Lawyers for Morgan, Lewis provided a page from DCA Advertising, Inc.’s (Dentsu America’s predecessor agency) Policies & Procedures Employee Manual as “Exhibit A.” The policy guidelines, dated December 1997, indicated that if an employee had a complaint of sexual harassment, that complaint must be brought to the attention of a supervisor or to the administrative officer if the complaint involved the employee’s direct line of command. It stated that all complaints would be promptly handled and that the company would take corrective action.
Legal counsel for the defense stated that when Biegel was hired, he signed a form acknowledging receipt of the policies and procedures manual. The signing of that document was an agreement of his responsibility as a Dentsu employee to comply with what was contained in the manual.
In one of Biegel’s original claims, he said he was taken to a brothel in Prague and that Toyo Shigeta, a defendant in the case, “forced and tricked [him] to go to the brothel” and that the visit made him feel “uncomfortable” and “humiliated.”
Such claims, according to Dentsu’s filing, suggest an “absence of a tangible employment action that is directly related to the harassment” because it is insufficient to establish constructive notice of harassment.
The documents also indicated that Biegel’s discussion with Shigeta about alleged harassment “supposedly took place over one-and-a-half years after the complained of incident and is too attenuated in time to defeat a Faragher-Ellerth affirmative defense.”
The case began last October when the former Dentsu exec filed his original complaint against Dentsu’s top North American executive Shigeta and Tim Andree, Dentsu America’s CEO, who fired the creative director in November 2006.
In court papers, Biegel made lurid claims against Shigeta, alleging the former cd was forced to visit a brothel and a Japanese bathhouse and had to watch Shigeta photographing women on a Brazilian beach during agency business trips.

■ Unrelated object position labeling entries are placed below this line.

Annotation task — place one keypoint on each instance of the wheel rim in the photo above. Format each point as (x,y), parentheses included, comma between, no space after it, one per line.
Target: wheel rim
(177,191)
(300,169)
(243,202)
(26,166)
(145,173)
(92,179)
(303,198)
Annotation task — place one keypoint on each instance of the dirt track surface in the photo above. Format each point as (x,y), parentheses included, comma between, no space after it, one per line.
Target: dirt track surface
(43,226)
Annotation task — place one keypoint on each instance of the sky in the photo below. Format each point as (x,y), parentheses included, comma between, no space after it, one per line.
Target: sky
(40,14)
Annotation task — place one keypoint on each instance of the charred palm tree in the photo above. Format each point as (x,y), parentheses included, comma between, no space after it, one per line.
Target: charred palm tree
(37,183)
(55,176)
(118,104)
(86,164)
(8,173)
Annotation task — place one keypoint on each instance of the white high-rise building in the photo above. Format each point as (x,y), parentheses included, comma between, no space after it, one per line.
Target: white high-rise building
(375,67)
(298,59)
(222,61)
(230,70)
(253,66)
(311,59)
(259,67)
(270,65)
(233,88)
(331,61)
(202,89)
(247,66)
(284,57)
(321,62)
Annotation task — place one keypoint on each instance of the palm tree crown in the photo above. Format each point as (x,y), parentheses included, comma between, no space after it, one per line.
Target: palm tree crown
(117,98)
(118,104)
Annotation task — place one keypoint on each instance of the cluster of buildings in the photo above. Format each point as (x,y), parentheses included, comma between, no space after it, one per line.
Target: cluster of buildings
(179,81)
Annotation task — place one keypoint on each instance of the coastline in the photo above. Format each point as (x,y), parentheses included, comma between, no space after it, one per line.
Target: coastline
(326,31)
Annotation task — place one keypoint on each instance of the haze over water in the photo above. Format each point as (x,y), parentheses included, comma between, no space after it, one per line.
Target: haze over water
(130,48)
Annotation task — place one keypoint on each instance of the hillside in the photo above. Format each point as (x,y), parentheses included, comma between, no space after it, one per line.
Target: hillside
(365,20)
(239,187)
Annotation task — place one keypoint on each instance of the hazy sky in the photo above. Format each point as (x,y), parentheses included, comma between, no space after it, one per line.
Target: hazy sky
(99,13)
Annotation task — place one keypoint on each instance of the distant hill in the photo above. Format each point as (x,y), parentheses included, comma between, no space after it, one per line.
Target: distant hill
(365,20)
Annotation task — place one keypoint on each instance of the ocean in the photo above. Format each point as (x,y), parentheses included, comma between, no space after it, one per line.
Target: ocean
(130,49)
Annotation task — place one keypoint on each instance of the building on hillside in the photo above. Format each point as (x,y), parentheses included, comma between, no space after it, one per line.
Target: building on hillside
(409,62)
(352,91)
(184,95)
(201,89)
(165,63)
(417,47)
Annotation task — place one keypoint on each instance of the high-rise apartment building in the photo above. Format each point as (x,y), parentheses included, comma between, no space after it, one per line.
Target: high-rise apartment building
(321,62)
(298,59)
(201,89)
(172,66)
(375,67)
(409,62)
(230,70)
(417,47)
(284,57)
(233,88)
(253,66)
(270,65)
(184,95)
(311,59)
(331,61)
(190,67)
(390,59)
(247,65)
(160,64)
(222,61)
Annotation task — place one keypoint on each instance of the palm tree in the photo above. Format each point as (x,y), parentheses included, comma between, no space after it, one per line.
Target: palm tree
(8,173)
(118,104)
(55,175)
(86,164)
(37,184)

Biegel also claimed Shigeta showed him a “crotch shot” of a fully-clothed Maria Sharapova, allegedly taken by Shigeta, without the tennis star’s knowledge, while she was on a photo shoot for Dentsu client Canon.
Dentsu executives denied the claims and in November filed the motion to dismiss, saying if Biegel believed the claims were valid, they should have been made while he was an employee or that he should have filed the suit a year earlier when he was fired. Instead, Dentsu argued in its November motion, Biegel prepared a draft of his lawsuit and showed it to two of the agency’s largest clients while he and attorney Andrew Dwyer attempted to secure a $1 million payout from Dentsu.
Attorneys for the defense did not return a call. Dwyer deferred to case filings as the only place the side for the plaintiff will make its opinions known.